Faced with these extremes ordinary people engaged in decades of long hard struggle to create a system that tried to keep the best of the vibrancy of the free market but get rid of the ugly horrors of its excesses. They worked to build a welfare state in which it was possible to get rich but it was also possible to live an ordinary life successfully as a member of a community. That system has now been under attack for over 30 years and the strains are starting to show.
Instead of living in a regulated and managed free market within a nation state we now live in a largely unregulated and uncontrolled world market that operates a reward system very similar to that which existed in the UK in the 1800s. If you win then you win big. If you lose then the chance of anyone looking out for are slim and getting slimmer by the day.

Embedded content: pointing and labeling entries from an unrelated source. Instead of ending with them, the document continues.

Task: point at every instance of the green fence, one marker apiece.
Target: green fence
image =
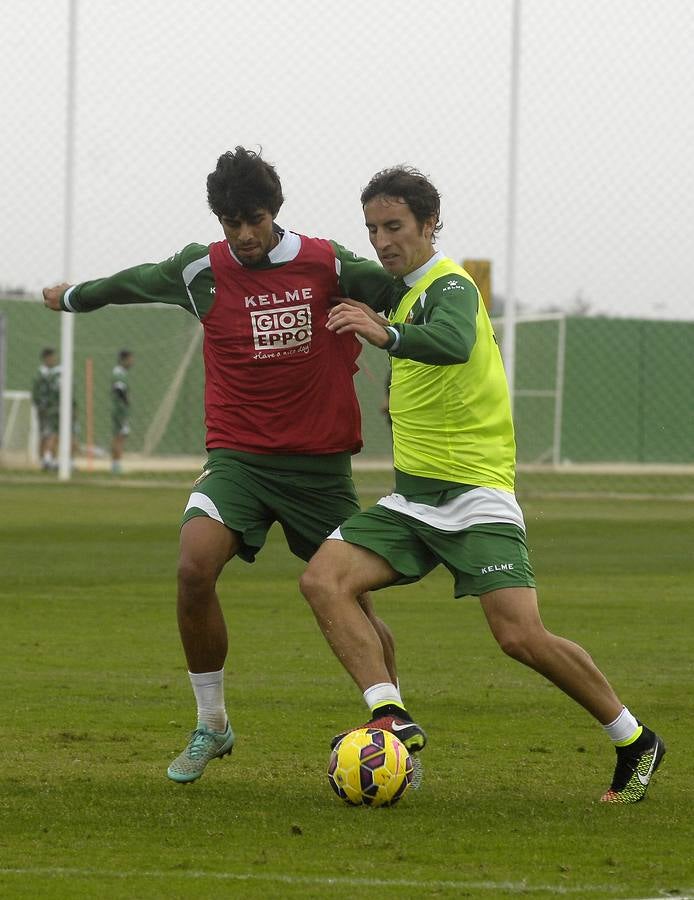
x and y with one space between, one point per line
588 390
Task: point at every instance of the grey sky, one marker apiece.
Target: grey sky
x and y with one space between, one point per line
335 91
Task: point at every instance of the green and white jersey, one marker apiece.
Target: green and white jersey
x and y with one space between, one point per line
120 390
45 391
186 280
449 399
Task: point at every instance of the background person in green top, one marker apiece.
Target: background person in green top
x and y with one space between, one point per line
120 408
45 395
454 454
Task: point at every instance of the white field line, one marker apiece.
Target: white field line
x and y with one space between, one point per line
510 887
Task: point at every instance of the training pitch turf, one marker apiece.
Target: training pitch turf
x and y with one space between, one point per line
96 702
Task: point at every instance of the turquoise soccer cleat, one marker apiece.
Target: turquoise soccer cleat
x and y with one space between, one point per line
204 745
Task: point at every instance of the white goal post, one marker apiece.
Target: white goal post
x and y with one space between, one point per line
19 438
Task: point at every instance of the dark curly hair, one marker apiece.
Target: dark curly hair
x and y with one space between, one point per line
242 183
410 185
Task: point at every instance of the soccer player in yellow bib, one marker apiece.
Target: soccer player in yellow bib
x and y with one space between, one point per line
454 502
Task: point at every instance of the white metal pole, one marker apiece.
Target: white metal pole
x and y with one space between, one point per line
67 321
509 339
559 392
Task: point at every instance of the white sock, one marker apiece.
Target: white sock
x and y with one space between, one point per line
624 727
208 688
378 694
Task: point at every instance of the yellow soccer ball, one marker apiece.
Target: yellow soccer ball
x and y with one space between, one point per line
370 767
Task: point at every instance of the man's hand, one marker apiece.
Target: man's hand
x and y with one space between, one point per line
53 296
351 315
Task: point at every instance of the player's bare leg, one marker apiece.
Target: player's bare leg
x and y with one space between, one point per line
514 619
385 635
205 548
335 580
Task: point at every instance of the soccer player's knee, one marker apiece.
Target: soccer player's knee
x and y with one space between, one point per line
194 576
314 582
514 643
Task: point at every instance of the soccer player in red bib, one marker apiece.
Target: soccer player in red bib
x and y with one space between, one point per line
281 411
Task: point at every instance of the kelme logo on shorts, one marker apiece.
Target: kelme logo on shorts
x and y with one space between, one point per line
496 567
280 329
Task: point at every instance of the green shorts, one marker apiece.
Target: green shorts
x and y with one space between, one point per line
120 424
480 558
248 496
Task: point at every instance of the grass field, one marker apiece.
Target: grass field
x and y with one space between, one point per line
96 702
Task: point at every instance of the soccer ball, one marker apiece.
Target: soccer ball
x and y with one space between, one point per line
371 767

Left to its own devices the free market will always work to reward the few and to provide heavy disincentives for those who look after others. So we have a choice. We can either let the market do its job and slowly watch as the incentive system drives out the collaborative element from humanity and makes us all steadily more selfish. Or we can try and take control of the situation and start to use the power of government and international organisations to ensure that humanity doesn't go down this route. High levels of progressive taxation, the re-creation of a reliable welfare net and huge incentives to adopt environmentally sensitive ways of working and living would be where I would start. Others may have a different view. But the simple truth remains that where you decide to draw the line between the free market and social controls is the critical political choice you can make.
Margaret Thatcher famously didn't believe there was such a thing as society. Do we really want to let her successors make that a reality?